Gra o tron sezon 7 — kulisy wątku z wyprawą za Mur
Na sam pomysł wpadł Tyrion (Peter Dinklage), a misji podjęła się grupka "siedmiu wspaniałych", czyli Jon Snow (Kit Harington), Ogar (Rory McCann), Tormund (Kristofer Hivju), Jorah Mormont (Iain Glen), Gendry (Joe Dempsie), Beric Dondarrion (Richard Dormer) i Thoros z Myr (Paul Kaye). Wszystko zakończyło się dramatem pośrodku zamarzniętego jeziora, gdzie nasza ekipa została osaczona przez armię nieumarłych i zmuszona do wyczerpującej walki o przeżycie.
Na szczęście zaalarmowana została Daenerys (Emilia Clarke), wtedy już ukochana Jona, która przybyła na ratunek ze swoimi smokami. Jeden z nich, Viserion, został dopadnięty przez Nocnego Króla we własnej osobie i przemieniony w lodowego smoka. A my dostaliśmy kolejną absurdalną scenę — tę z wyciąganiem smoka z jeziora za pomocą gigantycznych łańcuchów. Wszystko oczywiście po to, żeby później Viserion mógł zburzyć Mur, ułatwiając przemarsz białym wędrowcom.
Gdzie w tym wszystkim sens? Wyjaśnienie można znaleźć w książce "Fire Cannot Kill a Dragon: Game of Thrones and the Official Untold Story of the Epic Series" Jamesa Hibberda (via ScreenRant), a udziela go D.B. Weiss, jeden z showrunnerów serialu.
— Rozmawialiśmy o przełamaniu Muru i staraliśmy się rozgryźć, jakie pionki mamy już na szachownicy, bez wprowadzania nowych elementów deus ex machina. Co takiego już było w tym świecie, co mogłoby zburzyć Mur? Samo przepuszczenie Nocnego Króla przez Mur nie wystarczało; samo przejście białych wędrowców też nie wystarczało. Musieliśmy przerzucić przez Mur armię złożoną z setki tysięcy umarłych, co oznaczało gigantyczną dziurę. Zastanawialiśmy się, co mogło ją spowodować.
A potem zdaliśmy sobie sprawę, że jest w serialu coś ogromnego — choć one nie były jeszcze ogromne w czasie, kiedy o tym myśleliśmy — i że są to smoki.
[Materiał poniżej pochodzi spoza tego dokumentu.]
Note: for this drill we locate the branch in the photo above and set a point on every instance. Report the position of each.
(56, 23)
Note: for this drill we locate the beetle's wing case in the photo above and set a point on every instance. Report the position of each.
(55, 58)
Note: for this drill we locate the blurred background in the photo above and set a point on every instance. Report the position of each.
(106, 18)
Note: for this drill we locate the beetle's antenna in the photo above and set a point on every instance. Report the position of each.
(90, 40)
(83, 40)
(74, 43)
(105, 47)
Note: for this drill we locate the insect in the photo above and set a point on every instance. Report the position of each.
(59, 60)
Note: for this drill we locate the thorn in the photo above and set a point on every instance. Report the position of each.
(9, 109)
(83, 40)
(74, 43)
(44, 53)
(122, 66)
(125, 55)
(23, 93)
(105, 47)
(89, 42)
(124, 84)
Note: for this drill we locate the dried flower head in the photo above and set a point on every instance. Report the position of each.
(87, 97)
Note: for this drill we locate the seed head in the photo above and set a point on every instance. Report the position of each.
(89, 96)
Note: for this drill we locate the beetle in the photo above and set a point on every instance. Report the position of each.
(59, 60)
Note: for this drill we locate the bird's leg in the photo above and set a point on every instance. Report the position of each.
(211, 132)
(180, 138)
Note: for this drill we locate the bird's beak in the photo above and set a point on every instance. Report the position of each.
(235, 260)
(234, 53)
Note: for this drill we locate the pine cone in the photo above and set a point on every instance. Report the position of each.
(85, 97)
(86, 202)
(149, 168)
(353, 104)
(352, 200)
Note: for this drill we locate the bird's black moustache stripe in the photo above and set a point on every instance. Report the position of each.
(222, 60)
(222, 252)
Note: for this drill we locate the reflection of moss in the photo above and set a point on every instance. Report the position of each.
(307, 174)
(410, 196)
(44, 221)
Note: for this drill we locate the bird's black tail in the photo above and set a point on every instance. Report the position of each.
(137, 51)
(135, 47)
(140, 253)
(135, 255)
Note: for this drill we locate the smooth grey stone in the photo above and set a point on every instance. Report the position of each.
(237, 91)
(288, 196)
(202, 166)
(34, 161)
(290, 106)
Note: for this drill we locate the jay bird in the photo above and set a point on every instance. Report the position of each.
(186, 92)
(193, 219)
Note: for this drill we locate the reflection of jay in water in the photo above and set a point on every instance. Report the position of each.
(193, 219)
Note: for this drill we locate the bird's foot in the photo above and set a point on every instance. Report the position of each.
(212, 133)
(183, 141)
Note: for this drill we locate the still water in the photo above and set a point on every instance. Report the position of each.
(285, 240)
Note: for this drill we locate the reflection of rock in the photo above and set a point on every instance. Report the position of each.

Ale przerzucenie smoka na północ od Muru było trudne — tłumaczy Weiss.
Smok potrzebował celu, żeby znaleźć się za Murem, i mu go dostarczono w postaci ekipy Jona Snowa uwięzionej pośrodku jeziora. I tak oto zobaczyliśmy odcinek, który wyglądał niesamowicie, jednocześnie porażając widzów swoją absurdalnością.